Here’s the situation in schematic. As economies in America and Europe stagnate due to high oil prices and too much debt, China’s exports to those countries dry up. Which means China needs less iron ore and coal from Australia.
No one is immune; the world is a system. And the system is undergoing a historic “correction.” Deutsche Bank strategist Jim Reid gave a bracing summary when he suggested the western financial world might be “totally unsustainable.”
If policy makers continue assuming that the ongoing global reset is merely another turning of the business cycle, then we lose whatever opportunity still remains to prevent financial crisis from becoming social crisis.
Unfortunately the idea that growth has limits is still a minority view. After all, in the “real” worlds of politics and economics, growth is essential to creating more jobs and increasing returns on investments. Questioning growth is like arguing against petrol at a Formula One race.
Keynesians believe government stimulus spending will boost employment and consumer spending, thus flipping the economy back to its “normal” expansionary setting. But bailouts and stimulus packages of the past few years have produced only anemic results, and central banks and governments can’t afford much more of the same.
Free-marketers nurture faith that if government spending shrinks, that will liberate private enterprise to grow profits and jobs. Yet countries that implement austerity programs show less economic growth than those whose governments borrow and spend—until the spending spree ends in bond market mayhem.

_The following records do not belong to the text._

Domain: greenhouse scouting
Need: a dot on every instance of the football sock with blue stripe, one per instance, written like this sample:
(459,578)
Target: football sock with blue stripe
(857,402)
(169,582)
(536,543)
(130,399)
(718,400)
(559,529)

Neither side wants to acknowledge that its prescription no longer works because that would imply the other side is correct. But maybe both are wrong and growth is simply finished. There are, after all, limits to both resources and debt.
Admittedly this is scary business. What’s scarier still is the prospect that the economic costs of climate change could deliver the coup de grace to world economic growth sooner rather than later, as droughts and floods intensify worldwide.
There will be life after GDP growth, and if we adapt wisely it doesn’t imply misery. Indeed, if we focus on improving quality of life and protecting the environment rather than aiming to increase quantity of consumption, we could all be happier even as our economy downsizes to fit nature’s limits. But a gentle landing is unlikely absent intelligent policy and hard work.
The alarm bells are ringing. Like Americans, Europeans, and perhaps the Chinese, Australians will soon wake up to find themselves in a post-growth economy. The key questions are: What will we all do then? And, how are we preparing?